Distill.ai ("we", "us", "our") is a model distillation platform operated from India. We help businesses fine-tune AI language models on their own data. Our service is available at distillfast.com.

For any privacy-related questions, contact us at hello@distillfast.com.

Account information: Name, email address, and password (hashed — we never store plain-text passwords) when you register.

Uploaded data: Datasets, JSONL files, and training examples you upload to our platform. This data is stored in AWS S3 (Mumbai region, ap-south-1) and used solely to perform the services you request.

Usage data: API call counts, token usage, latency, and job history — used for billing, rate-limiting, and improving the service.

Payment information: We use Razorpay to process payments. We do not store your card numbers or UPI credentials. Razorpay's privacy policy governs payment data.

Technical data: IP address, browser type, and access logs for security and debugging purposes.

• Provide and operate the Distill.ai platform
• Process training jobs and store fine-tuned model adapters
• Calculate and bill usage
• Send transactional emails (job completion, billing receipts)
• Improve our models and platform performance
• Comply with legal obligations

We do not use your uploaded datasets to train our own models or any third-party models. Your data stays yours.

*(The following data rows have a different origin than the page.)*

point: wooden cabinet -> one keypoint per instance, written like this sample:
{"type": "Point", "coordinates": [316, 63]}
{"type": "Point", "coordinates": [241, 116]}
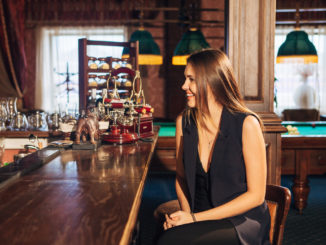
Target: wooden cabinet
{"type": "Point", "coordinates": [114, 68]}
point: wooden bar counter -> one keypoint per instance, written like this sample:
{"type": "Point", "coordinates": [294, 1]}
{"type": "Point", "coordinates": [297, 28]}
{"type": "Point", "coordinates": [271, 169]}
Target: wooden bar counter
{"type": "Point", "coordinates": [78, 197]}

We do not sell your personal data. We share data only with:

• AWS — cloud infrastructure and storage (ap-south-1)
• Razorpay — payment processing
• Anthropic — synthetic data generation (your seed examples may be sent to Claude API; no data is retained by Anthropic beyond their standard API terms)

All sub-processors are contractually bound to protect your data.

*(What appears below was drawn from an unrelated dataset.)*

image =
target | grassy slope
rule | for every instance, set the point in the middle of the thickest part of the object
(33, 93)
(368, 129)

All data is stored on AWS infrastructure in the Mumbai region (India). We use:

• Encryption at rest (AES-256) and in transit (TLS 1.2+)
• JWT-based authentication with short-lived access tokens
• API keys with per-key rate limiting
• IAM roles with least-privilege access on AWS

No security system is 100% foolproof. In the event of a data breach, we will notify affected users within 72 hours.

We retain your account data for as long as your account is active. If you delete your account, we delete your personal data within 30 days, except where required by law (e.g., billing records retained for 7 years per Indian GST requirements).

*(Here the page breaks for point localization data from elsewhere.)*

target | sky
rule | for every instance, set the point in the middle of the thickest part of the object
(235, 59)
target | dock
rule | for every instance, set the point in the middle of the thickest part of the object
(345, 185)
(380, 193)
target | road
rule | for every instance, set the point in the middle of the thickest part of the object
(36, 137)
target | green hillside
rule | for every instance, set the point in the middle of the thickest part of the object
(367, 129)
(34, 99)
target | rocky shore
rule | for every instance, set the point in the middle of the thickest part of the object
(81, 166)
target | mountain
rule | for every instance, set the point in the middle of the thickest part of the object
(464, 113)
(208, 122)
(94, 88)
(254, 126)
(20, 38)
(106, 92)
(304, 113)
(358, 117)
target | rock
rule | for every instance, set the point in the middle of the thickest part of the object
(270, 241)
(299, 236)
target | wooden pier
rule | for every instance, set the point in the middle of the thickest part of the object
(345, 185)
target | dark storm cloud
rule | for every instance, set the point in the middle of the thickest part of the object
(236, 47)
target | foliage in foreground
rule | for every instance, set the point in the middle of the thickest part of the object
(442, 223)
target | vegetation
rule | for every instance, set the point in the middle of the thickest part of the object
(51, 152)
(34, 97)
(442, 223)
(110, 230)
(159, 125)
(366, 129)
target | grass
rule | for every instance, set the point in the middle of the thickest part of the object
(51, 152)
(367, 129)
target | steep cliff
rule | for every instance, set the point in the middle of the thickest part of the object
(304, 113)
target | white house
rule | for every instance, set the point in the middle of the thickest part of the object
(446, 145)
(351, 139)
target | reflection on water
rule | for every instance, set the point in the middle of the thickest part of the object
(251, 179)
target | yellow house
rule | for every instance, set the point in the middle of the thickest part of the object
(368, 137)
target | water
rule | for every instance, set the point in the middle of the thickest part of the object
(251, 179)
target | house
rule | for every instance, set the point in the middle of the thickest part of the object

Uploaded datasets and model adapters are deleted immediately upon your request or account deletion.

You have the right to:

• Access — request a copy of all data we hold about you
• Correction — update inaccurate data via your dashboard
• Deletion — delete your account and all associated data
• Portability — export your datasets and usage history
• Opt-out — unsubscribe from non-transactional emails at any time

To exercise these rights, email hello@distillfast.com. We respond within 7 business days.

We use only essential cookies required for authentication (JWT tokens stored in localStorage). We do not use tracking cookies, analytics cookies, or third-party advertising cookies.

Distill.ai is not intended for anyone under 18. We do not knowingly collect data from minors. If you believe a minor has created an account, contact us and we will delete it immediately.

We may update this policy as the product evolves. We will notify you by email and post the updated policy at distillfast.com/privacy at least 14 days before changes take effect. Continued use after that date constitutes acceptance.

This policy is governed by the laws of India, including the Information Technology Act 2000 and the Digital Personal Data Protection Act 2023 (DPDPA). Any disputes shall be subject to the exclusive jurisdiction of courts in India.